You can do both subs at once but I didn’t want to type the whole trig function every time.
thanks a lot from UZBEKISTAN
In my opinion, you have to pay attention to the fact that 0 and 4 are not in the domain of the integrate.
The bounds of integration are indeed 'improper' for this case, but are simply handled by taking them to be limits approached by x.
@@Hiltok Ok, that is true, but I am afraid that the chain of reasoning, as presented by Michel Penn, is no longer valid.
If you graph 1/sqrt(4x-x^2), it is entirely above the x axis, meaning that it cannot have an integral of 0
Well, if you consider that the thumbnail is wrong and look at the actual function ...
Did you even watch the video? 😅
Mistake in the thumbnail.
From what it said in the thumbnail the answer is π
First √(4x-x²)=√(4-x)*√(x)
u=√(4-x)
du=-[1]/[2√(4-x)]dx
-2du=[1/[√(4-x)]dx
u²=4-x
u²-4=-x
4-u²=x
√(4-u²)=√(x)
Change of limits
u(0)=2
u(4)=0
So {0}S{4}([dx]/[√(4x-x²)])=
{2}S{0}([-2du]/[√(4-u²)])
We can take the 2 out from the integral, and change the limits of integrations with the negative sign
2*{0}S{2}([du]/[(4-u²)])
Now trig substitution
u=2sin(θ)
du=2cos(θ)dθ
θ=arcsin([u]/[2])
θ(0)=arcsin(0)=0
θ(2)=arcsin(1)=[π]/[2]
u²=4sin²(θ)
4-u²=4-4sin²(θ)=4(1-sin²(θ))=4cos²(θ)
So
2*{0}S{[π]/[2]}([2cos(θ)dθ]/[√(4cos²(θ))])=
2*{0}S{[π]/[2]}([2cos(θ)dθ]/[|2cos(θ)|])
Because 2cos(θ) its positive on the interval [0,π÷2] |2cos(θ)|=2cos(θ)
2*{0}S{[π]/[2]}([2cos(θ)dθ]/[2cos(θ)])=
2*{0}S{[π]/[2]}(dθ)=
2*θ{[π]/[2]\0}=
2*([π]/[2]-0)=π
English is impressed with tamil ! Grandfathers and babies learn maths ?
20 sec
2th problems is the key that is KING's Property
Aren't these integrals improper? Shouldn't that be part of the conversation?

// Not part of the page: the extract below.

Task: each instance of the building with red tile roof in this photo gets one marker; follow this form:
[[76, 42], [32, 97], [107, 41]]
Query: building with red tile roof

It drives me up a wall that being improper is just ignored. I have students that gloss over this fact so many times. In Michael's integrals here, it ultimately doesn't matter. But in general it does.
Rationalise denominators if necessary or convenient.
More than half the video was a waste! Just set x-2=2cos(theta) and go from there.